BusinessDay
Nigeria's leading finance and market intelligence news report.

These charts show why investors prefer Egypt to Nigeria

Egypt has continued to distinguish itself from Nigeria in the eyes of foreign investors for reasons ranging from foreign exchange liquidity to economic growth rate and inflation.

For foreign portfolio investors, foreign exchange liquidity is the latest reason why Nigeria is being sidestepped in favour of Egypt.

Although both countries are facing dollar liquidity challenges amid the Coronavirus pandemic, foreign portfolio investors say it is easier to move money in and out of Egypt than it is in Nigeria.

“In Nigeria, there’s a near $1billion worth of trapped funds due to the dollar scarcity and the CBN is somewhat suppressing demand as a result,” one investor told Business day.

“Nigeria’s challenge is not unique but the situation is more bearable in Egypt which has more economic indicators going for it than Nigeria,” the investor said on condition of anonymity.

For the more crucial foreign direct investors, Nigeria’s appeal is less than Egypt due to slower economic growth, faster inflation rate and a much lower ease of doing business.

Read also: CBN’s policies yield fruit as Banks record double digit loan growth

While Nigeria is said to be Africa’s most promising economy given its huge market and the abundance of resources, offshore investors are taking their patient capital to Egypt, making the North African country the hotspot for FDI on the continent.

Last year, Nigeria with an inflow of $3.4bn barely got half of the FDI receipt Egypt had ($8.5bn), according to data from UNCTAD, the main U.N. body dealing with trade, investment and development issues.

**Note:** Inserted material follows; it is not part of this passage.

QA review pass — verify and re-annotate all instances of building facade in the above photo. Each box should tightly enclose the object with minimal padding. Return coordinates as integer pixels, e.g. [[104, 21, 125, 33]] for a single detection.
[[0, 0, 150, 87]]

After the oil crash of 2016, Egypt undertook structural reforms that have moved the economy to a more market-oriented one. Under the auspices of IMF, the country embarked on a three-year reform programme and the results (as shown in the charts below) has seen stronger FDI inflows compared to peers.

Among other things, Egypt took steps to keep public debt on a downward trajectory, phased out subsidies on most fuel products as part of the IMF-backed economic reform programme and freed up fiscal space for social spending.

Fuel subsidies for instance are gradually making way in order to incentivize private investment.

According to Egypt’s petroleum minister, the country’s spending on fuel subsidies dropped by about 65 percent to 21 billion Egyptian pounds ($1.34 billion) in July-March.

These steps improved the perception of Egypt in the eyes of foreign investors.

Notably, floating the Egyptian pound has helped the country attract foreign flows into its economy via the oil and gas sector, while major investments have been in telecommunications, real estate and tourism.

Today the dollar exchanges for 15.79 Egyptian pound while the Naira at N360/$ is said to be still too strong.

The Central Bank on Sunday promised an orderly exit for investors repatriating capital but the naira non-deliverable forward contracts are showing signs of currency pressure with 5-year contracts above N500.

Another clear distinction between both economies is seen in their respective central banks’ firepower. For Nigeria’s more rigid currency regime, the CBN has $34bn while Egyptian counterparts have $37bn.

The availability of dollars for Egypt has helped ease pressure on consumer prices which has fallen from over 20 percent to just 5.881 percent while Nigeria’s inflation at 12.26 percent is moving further from CBN’s preferred maximum of 9 percent, according to latest data.

Egypt’s economy as a result of some of the fiscal, monetary reforms including privatization of assets, has led to its fast growth and the resilience of its economy.

Compared to Nigeria’s 2.3 percent, Egyptian economy grew by 5.6 percent for their respective 2019 fiscal year, while IMF says the country’s economy would expand 2 percent in 2020 and Nigeria’s would contract 3.4 percent due to the COVID-19 effects.